Member of Parliament of Uganda from Samia-Bugwe Central
- Incumbent
- Assumed office 2021
- Preceded by: Office created

Personal details
- Born: September 28, 1978 (age 47)
- Party: Independent
- Other political affiliations: National Resistance Movement (NRM)
- Alma mater: Makerere University

= Denis Nyangweso =

Ugandan politician

Denis Nyangweso (born September 28, 1978) is a Ugandan politician and member of the parliament representing Samia-Bugwe Central.

In the eleventh parliament, Nyangweso serves on the Committee on Public Service and Local Government.

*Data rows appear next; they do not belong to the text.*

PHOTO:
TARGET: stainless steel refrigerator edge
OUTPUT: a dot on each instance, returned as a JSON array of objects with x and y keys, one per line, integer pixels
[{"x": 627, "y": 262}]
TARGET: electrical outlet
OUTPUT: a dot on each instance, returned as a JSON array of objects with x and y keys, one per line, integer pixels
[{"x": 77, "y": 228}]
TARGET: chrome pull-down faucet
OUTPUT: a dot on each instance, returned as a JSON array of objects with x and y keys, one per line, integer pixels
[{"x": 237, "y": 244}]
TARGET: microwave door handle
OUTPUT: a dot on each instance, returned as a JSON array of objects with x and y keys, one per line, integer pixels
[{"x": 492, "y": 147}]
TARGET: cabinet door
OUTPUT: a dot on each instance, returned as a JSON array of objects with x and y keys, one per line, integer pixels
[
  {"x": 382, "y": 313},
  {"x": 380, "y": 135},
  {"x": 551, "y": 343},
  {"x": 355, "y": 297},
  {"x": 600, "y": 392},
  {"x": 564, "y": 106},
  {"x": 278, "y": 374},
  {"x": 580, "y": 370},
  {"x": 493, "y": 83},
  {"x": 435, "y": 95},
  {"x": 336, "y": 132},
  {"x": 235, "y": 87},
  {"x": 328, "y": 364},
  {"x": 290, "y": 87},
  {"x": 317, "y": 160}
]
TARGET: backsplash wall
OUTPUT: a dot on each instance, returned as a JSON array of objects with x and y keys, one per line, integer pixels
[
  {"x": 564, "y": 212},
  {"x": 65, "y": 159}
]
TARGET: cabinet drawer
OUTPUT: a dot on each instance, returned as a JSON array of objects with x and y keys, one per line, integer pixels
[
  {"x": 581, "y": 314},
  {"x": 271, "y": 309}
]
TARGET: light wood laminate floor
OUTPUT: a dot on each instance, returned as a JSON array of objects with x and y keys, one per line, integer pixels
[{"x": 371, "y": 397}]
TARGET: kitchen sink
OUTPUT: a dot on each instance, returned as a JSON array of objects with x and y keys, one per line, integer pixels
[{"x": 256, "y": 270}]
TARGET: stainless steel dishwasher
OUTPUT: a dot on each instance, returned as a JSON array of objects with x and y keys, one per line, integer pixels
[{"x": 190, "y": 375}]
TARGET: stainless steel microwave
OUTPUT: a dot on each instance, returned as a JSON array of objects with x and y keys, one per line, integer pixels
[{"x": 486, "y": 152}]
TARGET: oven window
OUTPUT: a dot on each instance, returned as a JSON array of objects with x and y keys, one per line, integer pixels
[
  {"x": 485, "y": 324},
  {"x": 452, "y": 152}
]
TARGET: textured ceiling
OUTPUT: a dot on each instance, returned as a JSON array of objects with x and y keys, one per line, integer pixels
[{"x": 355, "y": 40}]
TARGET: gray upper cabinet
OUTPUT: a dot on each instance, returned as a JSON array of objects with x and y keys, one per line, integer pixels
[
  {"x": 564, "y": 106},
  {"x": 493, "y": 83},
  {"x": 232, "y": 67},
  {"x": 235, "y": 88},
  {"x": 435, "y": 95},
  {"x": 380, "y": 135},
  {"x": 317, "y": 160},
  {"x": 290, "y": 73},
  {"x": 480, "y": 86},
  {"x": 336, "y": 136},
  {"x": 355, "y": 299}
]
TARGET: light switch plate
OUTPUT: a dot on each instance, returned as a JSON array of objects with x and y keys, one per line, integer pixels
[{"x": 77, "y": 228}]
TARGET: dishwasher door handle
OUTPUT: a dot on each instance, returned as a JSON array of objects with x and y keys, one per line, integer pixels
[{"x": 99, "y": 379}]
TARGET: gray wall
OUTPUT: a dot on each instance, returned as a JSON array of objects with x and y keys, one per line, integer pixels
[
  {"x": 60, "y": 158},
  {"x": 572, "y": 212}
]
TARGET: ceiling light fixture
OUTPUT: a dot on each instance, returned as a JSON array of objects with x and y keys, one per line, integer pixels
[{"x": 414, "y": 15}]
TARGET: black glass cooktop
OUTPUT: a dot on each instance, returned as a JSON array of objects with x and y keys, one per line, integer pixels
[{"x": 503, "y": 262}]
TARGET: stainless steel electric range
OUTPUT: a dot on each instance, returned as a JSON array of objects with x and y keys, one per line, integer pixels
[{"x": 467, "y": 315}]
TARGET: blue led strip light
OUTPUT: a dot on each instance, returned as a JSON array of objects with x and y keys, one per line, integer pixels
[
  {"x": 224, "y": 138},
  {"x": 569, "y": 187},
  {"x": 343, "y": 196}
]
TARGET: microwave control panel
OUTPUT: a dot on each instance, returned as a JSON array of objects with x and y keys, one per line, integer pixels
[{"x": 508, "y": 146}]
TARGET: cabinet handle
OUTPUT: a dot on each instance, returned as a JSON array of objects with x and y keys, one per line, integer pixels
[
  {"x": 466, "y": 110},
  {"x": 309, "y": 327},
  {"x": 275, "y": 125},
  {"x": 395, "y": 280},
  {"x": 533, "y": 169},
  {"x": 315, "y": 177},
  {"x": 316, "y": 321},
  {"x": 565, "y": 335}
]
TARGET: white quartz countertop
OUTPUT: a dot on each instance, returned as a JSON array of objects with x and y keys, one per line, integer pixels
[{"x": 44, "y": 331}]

== Early life and education ==
Nyangweso was born to Augustine and Cissy Juma as the second child in the family. He attended Busikho Primary School in Busia District for his First School Leaving Certificate before enrolling in Jinja College and later transferred to Greenville High School where he completed his O’Level. He earned a Bachelor of Arts in Social Sciences in 2003 and Master of Arts in Public Administration and Management (Human Resource Option) from Makerere University. After graduation, he was appointed Personnel Officer/Human Resource Officer in the Ministry of Public Service and deployed to police headquarters where served until 2009, when he was promoted and redeployed to the Ministry of Gender Labour and Social Development. In 2013, he was transferred from Ministry of Gender Labour and Social Development to Health Service Commission where he quit his public service career to join politics.

== Political career ==
Nyangweso first ran for an elective office in 2016 when he contested for Samia-Bugwe South seat in the parliament but lost to incumbent Julius Maganda Wandera. Following the creation of Samia-Bugwe Central constituency, he ran for the ticket of National Resistance Movement polling 8,849 votes but lost by a wide margin to Richard Wanyama Hamala who received 14,423 votes. Nyangweso went into the 2021 election as an independent candidate and won with 13,919 votes to beat Richard Wanyama of NRM who polled 11,312 votes. Nyangweso is the pioneer MP to occupy Samia-Bugwe Central seat in the 11th parliament.